So, projected over 10 years, with an average of 1.44 kWh per day, we get 5256 kWh energy produced, and only 71 grams of CO2 per kilogram. The worst case scenario would be 300 g/kWh.

Even the worst case scenario produces less CO2 than power from the grid, with places like UK averaging 400 g/kWh. But in your worst case scenario you're really talking about places like Poland that average 800 g/kWh. Comparing apples to apples, it's easy to see that solar panels would easily remove over 50% of it in any case.

Calippo, your figures are wrong. Even your sources don't support your conclusions. Solar panels have favorable CO2 load compared to fossil fuels, and it's only getting better as more of the energy mix is being generated with renewable energy, further reducing the CO2 impact of solar.
Eikka
1 / 5 (1) Jan 22, 2012
But with 400 Watts per sq-m, you'd still be able to drive a car.
It's one half of horse power (or the half of power of kitchen blender to express it in more contemporary units) - whereas the common cars consume dozens if not hundreds of horse power units.

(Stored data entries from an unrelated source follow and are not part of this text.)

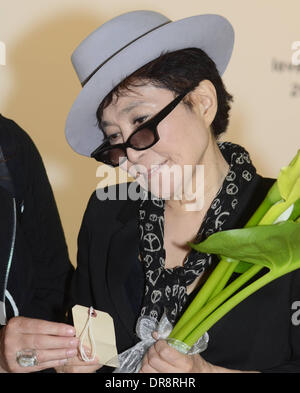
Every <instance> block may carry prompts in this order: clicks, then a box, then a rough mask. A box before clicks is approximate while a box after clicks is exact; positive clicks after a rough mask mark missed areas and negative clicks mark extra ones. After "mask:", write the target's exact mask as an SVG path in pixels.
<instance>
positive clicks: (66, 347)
mask: <svg viewBox="0 0 300 393" xmlns="http://www.w3.org/2000/svg"><path fill="white" fill-rule="evenodd" d="M78 345H79V338H77V337H57V336H46V335H42V334H23V335H22V336H21V337H20V339H19V342H18V347H19V348H20V349H24V348H32V349H62V348H65V349H72V348H77V347H78Z"/></svg>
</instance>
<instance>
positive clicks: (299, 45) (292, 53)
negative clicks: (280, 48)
mask: <svg viewBox="0 0 300 393" xmlns="http://www.w3.org/2000/svg"><path fill="white" fill-rule="evenodd" d="M291 49H292V51H293V53H292V59H291V60H292V64H293V65H295V66H298V65H300V41H294V42H292V46H291Z"/></svg>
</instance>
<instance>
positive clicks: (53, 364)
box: [0, 317, 78, 373]
mask: <svg viewBox="0 0 300 393" xmlns="http://www.w3.org/2000/svg"><path fill="white" fill-rule="evenodd" d="M74 336H75V329H74V327H73V326H70V325H66V324H64V323H56V322H48V321H43V320H39V319H32V318H25V317H15V318H12V319H10V320H9V322H8V323H7V325H6V326H4V327H3V328H2V329H1V330H0V368H1V371H2V372H14V373H22V372H23V373H24V372H25V373H26V372H34V371H40V370H44V369H47V368H53V367H58V366H60V365H62V364H64V363H65V362H66V361H67V359H68V358H73V357H74V356H75V355H76V353H77V347H78V338H76V337H74ZM23 349H34V350H35V351H36V355H37V365H36V366H30V367H21V366H19V364H18V363H17V360H16V354H17V352H18V351H21V350H23Z"/></svg>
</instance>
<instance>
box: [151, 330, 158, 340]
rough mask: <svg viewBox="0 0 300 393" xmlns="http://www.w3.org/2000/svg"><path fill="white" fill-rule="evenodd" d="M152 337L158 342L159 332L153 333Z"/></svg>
mask: <svg viewBox="0 0 300 393" xmlns="http://www.w3.org/2000/svg"><path fill="white" fill-rule="evenodd" d="M152 337H153V338H154V340H158V332H156V331H154V332H152Z"/></svg>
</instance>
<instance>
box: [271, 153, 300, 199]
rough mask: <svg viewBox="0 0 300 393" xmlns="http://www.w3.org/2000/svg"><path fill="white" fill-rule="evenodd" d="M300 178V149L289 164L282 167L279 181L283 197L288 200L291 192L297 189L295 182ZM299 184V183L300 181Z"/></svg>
mask: <svg viewBox="0 0 300 393" xmlns="http://www.w3.org/2000/svg"><path fill="white" fill-rule="evenodd" d="M299 178H300V149H299V150H298V152H297V154H296V156H295V157H294V158H293V160H292V161H291V163H290V164H289V166H287V167H283V168H281V170H280V172H279V175H278V179H277V183H278V189H279V192H280V195H281V197H282V198H283V199H284V200H285V201H287V200H288V199H289V196H290V194H291V192H293V190H294V189H295V184H296V182H297V180H299ZM298 184H299V183H298ZM299 193H300V187H298V198H296V199H299V198H300V194H299Z"/></svg>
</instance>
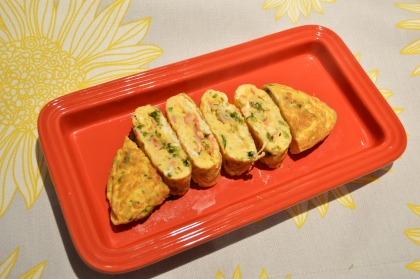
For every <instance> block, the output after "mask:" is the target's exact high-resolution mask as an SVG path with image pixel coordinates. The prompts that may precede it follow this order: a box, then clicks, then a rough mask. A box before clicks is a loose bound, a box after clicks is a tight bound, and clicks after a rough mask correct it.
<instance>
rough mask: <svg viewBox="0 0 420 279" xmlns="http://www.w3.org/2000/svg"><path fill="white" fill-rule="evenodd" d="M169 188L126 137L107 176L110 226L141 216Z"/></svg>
mask: <svg viewBox="0 0 420 279" xmlns="http://www.w3.org/2000/svg"><path fill="white" fill-rule="evenodd" d="M168 195H169V187H168V186H167V185H166V184H165V182H163V180H162V178H161V176H160V175H159V174H158V173H157V171H156V169H155V168H154V167H153V166H152V164H151V163H150V161H149V159H148V158H147V156H146V155H145V154H144V153H143V151H141V150H140V149H139V148H138V147H137V145H136V143H134V142H133V141H131V140H130V139H129V138H128V137H126V138H125V139H124V144H123V146H122V148H120V149H119V150H118V151H117V154H116V155H115V158H114V161H113V163H112V167H111V170H110V173H109V177H108V183H107V193H106V197H107V199H108V202H109V205H110V207H111V213H110V218H111V222H112V223H113V224H114V225H120V224H126V223H129V222H131V221H135V220H139V219H144V218H146V217H147V216H149V215H150V214H151V213H152V211H153V209H154V208H155V207H156V206H158V205H160V204H162V203H163V202H164V201H165V199H166V198H167V197H168Z"/></svg>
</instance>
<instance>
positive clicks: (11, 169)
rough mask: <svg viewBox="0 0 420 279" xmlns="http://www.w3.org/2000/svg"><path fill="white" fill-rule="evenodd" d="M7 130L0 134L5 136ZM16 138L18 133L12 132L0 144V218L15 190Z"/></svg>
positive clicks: (7, 207) (18, 132)
mask: <svg viewBox="0 0 420 279" xmlns="http://www.w3.org/2000/svg"><path fill="white" fill-rule="evenodd" d="M7 130H9V129H4V130H2V133H1V134H3V135H5V134H6V132H5V131H7ZM18 137H19V132H16V131H13V132H11V133H8V134H7V136H5V137H4V139H2V140H1V143H0V162H2V163H1V165H0V173H1V183H0V189H1V191H0V218H1V217H2V216H3V215H4V213H6V211H7V209H8V208H9V206H10V204H11V203H12V200H13V197H14V196H15V193H16V190H17V188H16V184H15V181H14V179H13V162H14V159H15V153H16V150H17V149H18V147H19V146H18V143H17V139H18Z"/></svg>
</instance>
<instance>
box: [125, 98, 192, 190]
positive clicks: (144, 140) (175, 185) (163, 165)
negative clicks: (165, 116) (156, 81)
mask: <svg viewBox="0 0 420 279" xmlns="http://www.w3.org/2000/svg"><path fill="white" fill-rule="evenodd" d="M132 122H133V132H134V135H135V137H136V141H137V143H138V144H139V146H140V148H141V149H142V150H143V151H144V153H146V155H147V157H149V159H150V161H151V163H152V164H153V166H154V167H155V168H156V169H157V171H158V172H159V174H160V175H161V176H162V178H163V180H164V181H165V183H166V184H167V185H168V186H169V188H170V189H171V194H172V195H184V194H185V193H186V192H187V191H188V189H189V188H190V181H191V163H190V161H189V158H188V156H187V153H185V151H184V150H183V148H182V146H181V143H180V142H179V140H178V138H177V136H176V134H175V132H174V131H173V130H172V128H171V126H170V125H169V123H168V121H167V120H166V118H165V116H164V115H163V114H162V112H161V111H160V109H159V108H157V107H155V106H152V105H145V106H142V107H138V108H137V109H136V110H135V112H134V115H133V118H132Z"/></svg>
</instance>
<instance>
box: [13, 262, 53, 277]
mask: <svg viewBox="0 0 420 279" xmlns="http://www.w3.org/2000/svg"><path fill="white" fill-rule="evenodd" d="M46 265H47V261H42V262H41V263H39V264H38V265H36V266H34V267H33V268H31V269H30V270H28V271H27V272H25V273H24V274H22V275H21V276H19V277H18V279H38V278H42V274H43V273H44V270H45V266H46Z"/></svg>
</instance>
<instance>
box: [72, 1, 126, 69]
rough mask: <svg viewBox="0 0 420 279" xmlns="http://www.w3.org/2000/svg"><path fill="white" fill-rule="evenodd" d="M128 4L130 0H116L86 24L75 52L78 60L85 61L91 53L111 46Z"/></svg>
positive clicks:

How much a car consumes depends on the speed at which it is travelling, and how far you've jammed the gas pedal.

And kitchen blenders don't actually operate at 1 HP. That's just the maximum peak power that the motor is capable of - the rated power. For an electric car, you need roughly 20 HP to maintain highway speed, and 2-3 HP to roll along around the neighborhood.
Callippo
1 / 5 (2) Jan 22, 2012
OK, I'll say it even more quite clearly: the research of solar energy is OK like every basic research - but in the light of cold fusion finding is just another substituter of real solution, the only purpose is to keep the jobs and salaries of many people involved in it. All these people are therefore less or more directly responsible for the contemporary financial crisis, the rise of fossil fuel prices and for the risk of global nuclear war which is nearing. They're essentially behaving like the stupid and coward people in Nazi Germany, who voted for Hitler willingly because they followed their own private interests during this - and I really don't care, if they're able to recognize this analogy now or not.
Callippo
1 / 5 (2) Jan 22, 2012
What I'm missing is the responsible mature behavior of the layman society, which should be based on the seeking of the most effective and ecological energetic solution under all circumstances - and these circumstances are changing rapidly.

Which is most ironic with stance of Americans here is, they will help the China, not their country with their adherence on solar panel technologies, because the Chinese can produce these panels in much cheaper and effective way already and the China is already controlling the export of rare elements (indium), which are used during this. In this way, the solar industry is actually destroying the USA economy - but many Americans are stupid enough for not being able to recognize it. http://www.braden...roy.html
physhack
not rated yet Jan 22, 2012
If we did have 100% efficient solar panels, cars could drive directly on solar power at noon with just the roof area covered. Not highway speed, but 4-5 kilowatts is plenty.


4-5KW is 6-7 horsepower. What is your car made of? feathers?
My 375lb Yamaha RD-400 maxes out at 30HP. I bet it couldn't pull a mid-size sedan past 15mph.